Quando Hipácio foi reconhecido como abade, obteve acesso a uma considerável base material, isto é, aos recursos econômicos arrecadados e produzidos pela sua comunidade.56 Em sua narrativa, Calínico oferece evidências que nos possibilitam dimensionar a base econômica do mosteiro, como a sua inserção na rede monástica de Isaac.

Naquela época estavam fundando mosteiros pouco a pouco enquanto ainda vivia o abba Isaac, que estimulava ao zelo todos os monges.
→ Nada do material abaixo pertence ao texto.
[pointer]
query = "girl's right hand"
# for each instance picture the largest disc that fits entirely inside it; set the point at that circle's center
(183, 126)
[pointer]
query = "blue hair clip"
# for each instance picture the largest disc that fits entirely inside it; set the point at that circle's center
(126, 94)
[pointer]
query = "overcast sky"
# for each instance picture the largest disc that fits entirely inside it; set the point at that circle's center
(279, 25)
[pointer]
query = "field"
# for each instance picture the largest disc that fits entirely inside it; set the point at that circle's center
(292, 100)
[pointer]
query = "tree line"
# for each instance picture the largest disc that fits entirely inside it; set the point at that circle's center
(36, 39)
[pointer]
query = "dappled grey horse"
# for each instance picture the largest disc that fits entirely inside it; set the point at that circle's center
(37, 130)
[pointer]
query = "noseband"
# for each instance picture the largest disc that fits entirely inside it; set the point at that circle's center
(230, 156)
Em consequência, na própria Cidade e também fora dela, nas proximidades e a considerável distância havia surgido um grande número de mosteiros em cada um dos quais moravam até cento e cinquenta monges que louvavam a Deus. O bem-aventurado Isaac os supervisionava como a seus próprios filhos. Por isso, ia também com frequência até Hipácio [...] Sempre que sabia que lhe faltavam subsistências, se ele mesmo não dispunha delas, falava com os que eram ricos e cristãos e estes as enviavam. E todos lhe tinham estima e o escutavam como a um pai.57

Isaac supervisionava os mosteiros de Constantinopla e proximidades, orientando os monges, como se fosse a seus próprios filhos, e frequentemente visitava Hipácio. Ademais,

56 Trata-se de uma forma de capital que pode ser avaliado em termos monetários, mas também em unidades físicas, que constituem algum tipo de posse, como a terra, bens imobiliários, etc. Cf.: LEBARON, Frédéric, Op. Cit., Loc. Cit.57 VH, 11, 1-4, grifo nosso.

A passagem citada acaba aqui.